Nevada cowboy chili
16 servings
Ingredients
| Quantity | Ingredient | |
|---|---|---|
| ½ | cup | Lard |
| 3 | mediums | Onions; coarsely chopped |
| 2 | Bell peppers | |
| 2 | Celery stalks; coarsely chop | |
| 1 | tablespoon | Jalapeno peppers; pickled |
| 8 | pounds | Coarse grind beef chuck |
| 30 | ounces | Stewed tomatoes |
| 15 | ounces | Tomato sauce |
| 6 | ounces | Tomato paste |
| 8 | tablespoons | Ground red hot chili |
| 4 | tablespoons | Ground red mild chili |
| 2 | teaspoons | Ground cumin |
| 3 | Bay leaves | |
| 1 | tablespoon | Liquid hot pepper sauce |
| Garlic salt to taste | ||
| Onion salt to taste | ||
| Salt to taste | ||
| Fresh ground black pepper | ||
| 4 | ounces | Beer |
| Water | ||
Directions
Heat the lard in a large heavy pot over medium-high heat.

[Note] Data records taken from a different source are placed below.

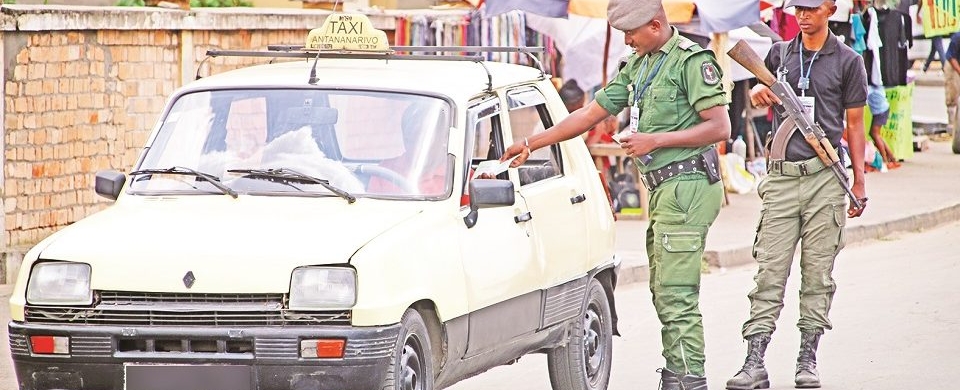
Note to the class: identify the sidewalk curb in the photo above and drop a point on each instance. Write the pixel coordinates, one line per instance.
(734, 257)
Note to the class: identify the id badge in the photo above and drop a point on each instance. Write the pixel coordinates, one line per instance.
(808, 103)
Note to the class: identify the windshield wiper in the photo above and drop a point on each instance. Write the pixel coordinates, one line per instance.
(292, 175)
(175, 170)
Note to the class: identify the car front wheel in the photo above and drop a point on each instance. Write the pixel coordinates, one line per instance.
(584, 362)
(956, 138)
(411, 367)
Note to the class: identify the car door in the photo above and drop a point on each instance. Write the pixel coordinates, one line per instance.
(553, 195)
(498, 253)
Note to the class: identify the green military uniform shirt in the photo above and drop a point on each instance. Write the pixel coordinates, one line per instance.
(688, 82)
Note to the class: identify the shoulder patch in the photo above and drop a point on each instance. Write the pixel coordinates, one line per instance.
(710, 74)
(686, 43)
(623, 62)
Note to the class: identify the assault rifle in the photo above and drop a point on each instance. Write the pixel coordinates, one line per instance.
(796, 117)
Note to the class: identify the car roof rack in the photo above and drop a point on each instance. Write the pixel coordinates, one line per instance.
(298, 51)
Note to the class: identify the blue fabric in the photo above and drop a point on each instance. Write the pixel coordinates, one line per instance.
(548, 8)
(859, 33)
(726, 15)
(877, 99)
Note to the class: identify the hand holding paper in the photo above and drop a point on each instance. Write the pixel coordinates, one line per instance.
(493, 167)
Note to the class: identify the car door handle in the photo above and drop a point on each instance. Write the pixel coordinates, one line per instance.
(523, 217)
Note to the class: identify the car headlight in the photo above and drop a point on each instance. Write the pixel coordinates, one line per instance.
(59, 283)
(316, 288)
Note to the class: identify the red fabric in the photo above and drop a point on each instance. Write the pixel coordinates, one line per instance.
(784, 24)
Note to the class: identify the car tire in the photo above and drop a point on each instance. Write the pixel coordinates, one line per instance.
(956, 139)
(584, 363)
(411, 366)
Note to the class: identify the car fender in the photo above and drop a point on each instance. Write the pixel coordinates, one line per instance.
(417, 260)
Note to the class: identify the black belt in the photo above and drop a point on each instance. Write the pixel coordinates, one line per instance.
(706, 162)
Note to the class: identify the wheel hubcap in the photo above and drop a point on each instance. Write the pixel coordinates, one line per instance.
(593, 348)
(411, 365)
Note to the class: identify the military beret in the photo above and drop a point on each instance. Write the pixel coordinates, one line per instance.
(626, 15)
(803, 3)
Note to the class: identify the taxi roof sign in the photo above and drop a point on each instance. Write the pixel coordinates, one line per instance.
(347, 32)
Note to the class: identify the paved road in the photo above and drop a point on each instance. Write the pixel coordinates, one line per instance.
(895, 325)
(895, 316)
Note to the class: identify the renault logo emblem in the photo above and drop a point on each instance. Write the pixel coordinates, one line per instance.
(188, 279)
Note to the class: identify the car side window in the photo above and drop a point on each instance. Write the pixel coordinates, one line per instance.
(528, 116)
(484, 140)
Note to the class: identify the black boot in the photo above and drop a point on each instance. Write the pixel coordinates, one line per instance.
(807, 375)
(670, 380)
(753, 375)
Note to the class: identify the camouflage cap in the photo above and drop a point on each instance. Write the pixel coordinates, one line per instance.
(626, 15)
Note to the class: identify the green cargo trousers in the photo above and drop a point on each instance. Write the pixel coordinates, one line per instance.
(811, 209)
(681, 212)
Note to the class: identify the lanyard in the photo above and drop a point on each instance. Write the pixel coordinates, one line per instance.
(804, 83)
(656, 69)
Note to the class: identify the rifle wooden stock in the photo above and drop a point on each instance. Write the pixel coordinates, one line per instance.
(746, 57)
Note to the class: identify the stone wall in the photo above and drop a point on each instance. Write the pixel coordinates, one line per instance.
(83, 87)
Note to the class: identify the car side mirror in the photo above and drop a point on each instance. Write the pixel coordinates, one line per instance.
(486, 193)
(109, 183)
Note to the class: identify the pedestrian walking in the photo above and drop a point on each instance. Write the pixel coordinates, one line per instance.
(802, 200)
(951, 79)
(678, 112)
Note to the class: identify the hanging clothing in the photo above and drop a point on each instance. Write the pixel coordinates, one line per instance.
(896, 34)
(784, 24)
(874, 43)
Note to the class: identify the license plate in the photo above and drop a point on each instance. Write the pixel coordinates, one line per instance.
(186, 377)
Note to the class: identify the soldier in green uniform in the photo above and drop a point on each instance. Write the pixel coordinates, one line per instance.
(677, 105)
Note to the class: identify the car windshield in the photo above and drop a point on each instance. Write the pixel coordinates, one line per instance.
(361, 143)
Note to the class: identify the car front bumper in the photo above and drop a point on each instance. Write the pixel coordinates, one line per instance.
(109, 357)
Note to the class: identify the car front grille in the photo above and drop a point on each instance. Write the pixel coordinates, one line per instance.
(163, 309)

Add the onions, peppers, celery, and jalapenos. Cook, stirring, until the onions are translucent. Add the meat to the pot. Break up any lumps with a fork and cook, stirring occasionally, until the meat is evenly browned. Stir in the remaining ingredients with enough water to cover. Bring to a boil, then lower the heat and simmer, uncovered, for 3 hours. Stir often. Taste and adjust seasonings.